Para a professora de Ciência Política na Fundação Escola de Sociologia e Política (FESPSP) e doutora em Administração Pública e Governo da Fundação Getúlio Vargas (FGV), Tamara Ilinsky Crantschaninov, há dois episódios que ajudam a explicar a derrocada tucana. As eleições de 2014 entre Aécio Neves e Dilma Rousseff e o surgimento de João Doria no cenário político tucano – estes acontecimentos ocorreram justamente no período em que o PSDB apresentou seus piores resultados eleitorais. A especialista avalia que houve uma ruptura na maneira como a sigla passou a se apresentar. Mesmo com a rivalidade entre tucanos e petistas nos âmbitos federal e estadual, Aécio teve um papel diferente ao ser derrotado e questionar o resultado das eleições. “Ele fez com que o partido se colocasse em um espaço fora da institucionalidade”, explica em entrevista à Jovem Pan.
Ao mesmo tempo, a chegada de Doria também segue com o tensionamento externo, com o posicionamento anti-PT, e interno, através de brigas dentro da sigla – em 2018, Doria traiu Geraldo Alckmin, seu padrinho político, e apoiou a candidatura de Bolsonaro, quando surfou a onda do voto “BolsoDoria”. Tempos depois, Alckmin deixou a legenda. Como pontua Tamara, o ex-prefeito e ex-governador de São Paulo também se apresentou como um não político, algo diferente do receituário tucano, que se orgulha de políticos históricos como Mario Covas, Fernando Henrique Cardoso, José Serra, José Aníbal, Alckmin, entre outros. De maneira contraditória, mesmo posicionando-se como um outsider e de alguém que não vivia da política, Doria buscou “escalar” seus cargos com o objetivo de assumir o Palácio do Planalto. “Lembro que as pessoas se identificavam muito com o Alckmin, até com o Covas.
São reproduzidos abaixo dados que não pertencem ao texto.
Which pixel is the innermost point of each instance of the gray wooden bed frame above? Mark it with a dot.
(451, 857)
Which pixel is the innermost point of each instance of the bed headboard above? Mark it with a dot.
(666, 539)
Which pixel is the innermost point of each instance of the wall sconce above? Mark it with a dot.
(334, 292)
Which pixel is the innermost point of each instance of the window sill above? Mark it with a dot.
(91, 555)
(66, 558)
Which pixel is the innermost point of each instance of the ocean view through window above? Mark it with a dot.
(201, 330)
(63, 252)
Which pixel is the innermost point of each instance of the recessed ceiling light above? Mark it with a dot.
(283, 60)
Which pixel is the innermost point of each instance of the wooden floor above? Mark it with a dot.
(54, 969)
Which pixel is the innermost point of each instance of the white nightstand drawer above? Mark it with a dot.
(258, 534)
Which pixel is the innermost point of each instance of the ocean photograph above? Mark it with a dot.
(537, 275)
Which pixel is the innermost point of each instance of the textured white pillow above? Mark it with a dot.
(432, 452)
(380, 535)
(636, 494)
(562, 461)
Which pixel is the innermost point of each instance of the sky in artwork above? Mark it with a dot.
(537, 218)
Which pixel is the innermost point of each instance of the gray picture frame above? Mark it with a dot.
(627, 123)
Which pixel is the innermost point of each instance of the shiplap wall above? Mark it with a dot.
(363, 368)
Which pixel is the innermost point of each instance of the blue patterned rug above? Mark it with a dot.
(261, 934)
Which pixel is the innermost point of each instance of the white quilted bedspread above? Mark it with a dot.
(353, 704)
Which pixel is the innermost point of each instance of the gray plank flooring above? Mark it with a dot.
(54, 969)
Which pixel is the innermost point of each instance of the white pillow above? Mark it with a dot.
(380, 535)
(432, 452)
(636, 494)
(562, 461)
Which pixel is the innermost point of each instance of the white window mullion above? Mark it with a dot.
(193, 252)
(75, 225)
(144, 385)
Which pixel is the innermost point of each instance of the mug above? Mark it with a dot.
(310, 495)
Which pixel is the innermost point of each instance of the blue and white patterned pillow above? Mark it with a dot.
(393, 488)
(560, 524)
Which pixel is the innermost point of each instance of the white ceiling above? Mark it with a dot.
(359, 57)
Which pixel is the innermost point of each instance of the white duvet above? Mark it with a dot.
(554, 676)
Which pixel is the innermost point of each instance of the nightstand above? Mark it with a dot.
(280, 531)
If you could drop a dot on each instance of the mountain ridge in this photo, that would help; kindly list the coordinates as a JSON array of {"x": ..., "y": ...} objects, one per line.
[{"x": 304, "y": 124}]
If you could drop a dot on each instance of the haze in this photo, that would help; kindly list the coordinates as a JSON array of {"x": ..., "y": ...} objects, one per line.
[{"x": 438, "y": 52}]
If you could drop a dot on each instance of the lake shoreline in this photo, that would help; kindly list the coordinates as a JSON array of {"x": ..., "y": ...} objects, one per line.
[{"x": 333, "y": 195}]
Existia uma identificação com o que o PSDB pregava como um partido da social democracia e esses dois movimentos faz com que mude o perfil de quem vota no PSDB”, argumenta.
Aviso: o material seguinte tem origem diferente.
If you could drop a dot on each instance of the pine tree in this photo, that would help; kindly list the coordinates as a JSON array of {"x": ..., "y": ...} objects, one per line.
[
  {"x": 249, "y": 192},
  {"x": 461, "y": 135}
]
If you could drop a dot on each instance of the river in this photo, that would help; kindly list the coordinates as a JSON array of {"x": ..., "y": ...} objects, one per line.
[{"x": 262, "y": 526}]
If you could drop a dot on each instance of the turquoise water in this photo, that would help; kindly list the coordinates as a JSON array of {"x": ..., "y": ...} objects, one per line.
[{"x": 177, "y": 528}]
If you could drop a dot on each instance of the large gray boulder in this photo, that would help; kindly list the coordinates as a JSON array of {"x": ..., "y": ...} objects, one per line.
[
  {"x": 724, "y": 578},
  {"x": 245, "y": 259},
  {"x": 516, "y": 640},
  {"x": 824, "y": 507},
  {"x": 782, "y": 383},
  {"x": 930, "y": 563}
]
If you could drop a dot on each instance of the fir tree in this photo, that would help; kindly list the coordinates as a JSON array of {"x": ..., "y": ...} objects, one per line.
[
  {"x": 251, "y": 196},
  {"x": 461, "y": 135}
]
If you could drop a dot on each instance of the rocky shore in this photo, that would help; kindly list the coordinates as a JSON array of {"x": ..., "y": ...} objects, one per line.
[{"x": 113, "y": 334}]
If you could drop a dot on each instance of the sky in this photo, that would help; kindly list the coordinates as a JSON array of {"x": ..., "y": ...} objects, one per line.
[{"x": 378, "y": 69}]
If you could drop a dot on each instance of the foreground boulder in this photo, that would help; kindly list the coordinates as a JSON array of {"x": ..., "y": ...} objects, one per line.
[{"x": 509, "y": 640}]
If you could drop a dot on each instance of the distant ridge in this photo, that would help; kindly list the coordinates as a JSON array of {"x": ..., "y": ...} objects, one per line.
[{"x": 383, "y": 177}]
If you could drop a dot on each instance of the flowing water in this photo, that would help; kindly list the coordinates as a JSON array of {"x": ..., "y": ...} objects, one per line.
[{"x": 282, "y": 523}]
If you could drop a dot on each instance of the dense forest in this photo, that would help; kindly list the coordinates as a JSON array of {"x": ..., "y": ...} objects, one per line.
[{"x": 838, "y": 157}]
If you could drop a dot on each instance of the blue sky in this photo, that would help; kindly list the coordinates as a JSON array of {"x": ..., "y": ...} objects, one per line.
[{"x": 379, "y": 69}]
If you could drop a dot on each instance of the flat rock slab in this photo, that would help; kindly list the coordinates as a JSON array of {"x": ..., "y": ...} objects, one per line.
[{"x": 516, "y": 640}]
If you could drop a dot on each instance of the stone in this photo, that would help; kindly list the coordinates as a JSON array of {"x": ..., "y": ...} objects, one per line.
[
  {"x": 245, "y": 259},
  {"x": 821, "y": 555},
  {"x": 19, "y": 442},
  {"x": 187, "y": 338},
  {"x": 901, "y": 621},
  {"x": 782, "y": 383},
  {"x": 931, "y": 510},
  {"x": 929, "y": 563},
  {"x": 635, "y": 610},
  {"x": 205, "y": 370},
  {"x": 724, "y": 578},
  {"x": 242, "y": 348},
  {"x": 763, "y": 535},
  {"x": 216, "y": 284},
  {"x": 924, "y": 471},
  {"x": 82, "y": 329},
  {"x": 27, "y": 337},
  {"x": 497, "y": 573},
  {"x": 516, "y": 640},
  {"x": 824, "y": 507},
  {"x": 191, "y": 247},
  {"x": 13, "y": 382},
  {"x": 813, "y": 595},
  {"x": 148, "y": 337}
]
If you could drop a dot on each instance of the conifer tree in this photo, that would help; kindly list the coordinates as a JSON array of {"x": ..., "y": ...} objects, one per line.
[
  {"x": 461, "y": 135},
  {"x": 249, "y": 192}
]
Segundo a especialista, a falta de identificação dos eleitores com o partido fez com que a legenda se tornasse apenas uma sigla de alternativa à esquerda. A cientista social pontua que houve uma mudança nos últimos anos na procura do eleitorado aos seus representantes em decorrência do acirramento político. “Hoje, quem está no polo contrário ao que seria o PT, ou o representante de esquerda, é um político muito mais conservador e muito mais à direita do que sempre foi o PSDB. Os tucanos tornaram-se muito mais um partido de centro e essa polarização faz com que o PSDB vire parte dessa massa que transita entre esses dois lados”, finalizou. Procurado pela Jovem Pan para comentar o atual momento do partido, o presidente nacional da sigla, Bruno Araújo, não se manifestou até a publicação desta reportagem.